First of all, the fund return rate should be compared with the trend of the stock market. If a fund performs better than the market index most of the time, investors can say that the management of this fund is effective, and the fund management company that manages this fund has excellent research and investment capabilities.
Secondly, the income of the fund should be compared with similar funds. If the fund performance exceeds other similar funds for a long time, it shows that the fund manager has excellent management ability. What needs to be pointed out here is that we cannot compare different types of funds with each other. For example, equity funds and hybrid funds cannot be compared, and hybrid funds and debt-based funds cannot be compared. Because different types of funds have different risk-return ratios, they are also different in position allocation and operation methods. Generally speaking, the higher the risk, the more radical the operation method, and the higher the corresponding return on investment.

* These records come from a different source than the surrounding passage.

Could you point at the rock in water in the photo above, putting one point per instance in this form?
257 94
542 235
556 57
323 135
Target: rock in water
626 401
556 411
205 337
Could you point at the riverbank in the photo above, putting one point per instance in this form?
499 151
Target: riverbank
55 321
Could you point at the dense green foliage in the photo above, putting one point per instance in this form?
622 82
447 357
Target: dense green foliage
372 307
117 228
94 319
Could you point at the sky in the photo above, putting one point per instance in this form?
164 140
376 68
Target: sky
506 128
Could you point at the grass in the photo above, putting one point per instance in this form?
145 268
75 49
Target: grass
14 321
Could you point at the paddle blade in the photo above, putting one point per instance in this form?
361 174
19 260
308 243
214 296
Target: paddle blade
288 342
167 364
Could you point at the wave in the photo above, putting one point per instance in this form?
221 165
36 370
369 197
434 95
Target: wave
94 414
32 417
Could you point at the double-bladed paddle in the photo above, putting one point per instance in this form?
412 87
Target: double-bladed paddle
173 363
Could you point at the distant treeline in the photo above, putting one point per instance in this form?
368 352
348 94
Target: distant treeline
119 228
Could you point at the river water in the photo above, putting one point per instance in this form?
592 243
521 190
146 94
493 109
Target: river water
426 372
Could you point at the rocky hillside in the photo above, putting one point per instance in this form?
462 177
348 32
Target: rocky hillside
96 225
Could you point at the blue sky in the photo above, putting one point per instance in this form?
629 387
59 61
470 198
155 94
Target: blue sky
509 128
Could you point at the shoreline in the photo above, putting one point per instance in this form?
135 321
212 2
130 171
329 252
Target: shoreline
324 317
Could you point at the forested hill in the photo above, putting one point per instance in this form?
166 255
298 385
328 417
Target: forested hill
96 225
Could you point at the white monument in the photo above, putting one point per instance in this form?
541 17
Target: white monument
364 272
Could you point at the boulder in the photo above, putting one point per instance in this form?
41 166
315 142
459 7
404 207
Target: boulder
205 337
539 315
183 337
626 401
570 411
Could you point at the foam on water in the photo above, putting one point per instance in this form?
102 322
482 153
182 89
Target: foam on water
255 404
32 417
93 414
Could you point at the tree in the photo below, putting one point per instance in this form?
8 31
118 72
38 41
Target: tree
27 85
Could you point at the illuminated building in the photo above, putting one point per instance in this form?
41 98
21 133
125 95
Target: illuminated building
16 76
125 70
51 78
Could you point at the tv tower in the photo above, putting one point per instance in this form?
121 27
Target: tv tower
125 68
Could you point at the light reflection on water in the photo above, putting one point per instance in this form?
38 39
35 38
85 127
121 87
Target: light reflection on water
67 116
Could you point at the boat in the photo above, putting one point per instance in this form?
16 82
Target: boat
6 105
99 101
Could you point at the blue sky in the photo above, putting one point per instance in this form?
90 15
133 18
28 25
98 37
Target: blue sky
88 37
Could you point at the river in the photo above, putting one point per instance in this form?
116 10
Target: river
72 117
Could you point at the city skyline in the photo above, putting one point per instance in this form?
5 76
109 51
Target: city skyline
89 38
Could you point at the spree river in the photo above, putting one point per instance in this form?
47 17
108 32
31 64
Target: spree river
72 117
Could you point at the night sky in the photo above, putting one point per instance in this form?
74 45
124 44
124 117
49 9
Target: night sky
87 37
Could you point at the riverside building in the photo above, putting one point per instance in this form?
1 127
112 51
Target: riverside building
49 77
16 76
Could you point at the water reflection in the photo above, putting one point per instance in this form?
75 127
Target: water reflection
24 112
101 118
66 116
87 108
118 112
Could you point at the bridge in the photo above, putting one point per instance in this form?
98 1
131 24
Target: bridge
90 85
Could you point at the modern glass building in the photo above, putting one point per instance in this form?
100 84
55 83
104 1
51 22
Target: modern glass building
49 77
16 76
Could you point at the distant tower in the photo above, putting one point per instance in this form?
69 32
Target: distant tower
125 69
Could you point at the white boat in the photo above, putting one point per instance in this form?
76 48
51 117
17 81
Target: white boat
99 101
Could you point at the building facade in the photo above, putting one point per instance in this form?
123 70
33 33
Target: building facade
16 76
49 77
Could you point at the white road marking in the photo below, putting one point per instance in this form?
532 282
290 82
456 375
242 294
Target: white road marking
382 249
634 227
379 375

Thirdly, we should compare the fund's rate of return with the expected rate of return, and see whether the fund's performance meets investors' expectations according to the fund's investment principles and the fund manager's operating philosophy. When the performance of the fund is far from the expectation, investors should look back to see if the fund manager has violated the investment principles and concepts promised in the fund contract and unnecessarily increased the investment risk of the fund.
Finally, we should compare the fund income with historical performance. Only stable performance is the real performance, occasional success may be just luck, and occasional failure may be only temporary. Investors should comprehensively judge the performance of funds from a long-term perspective.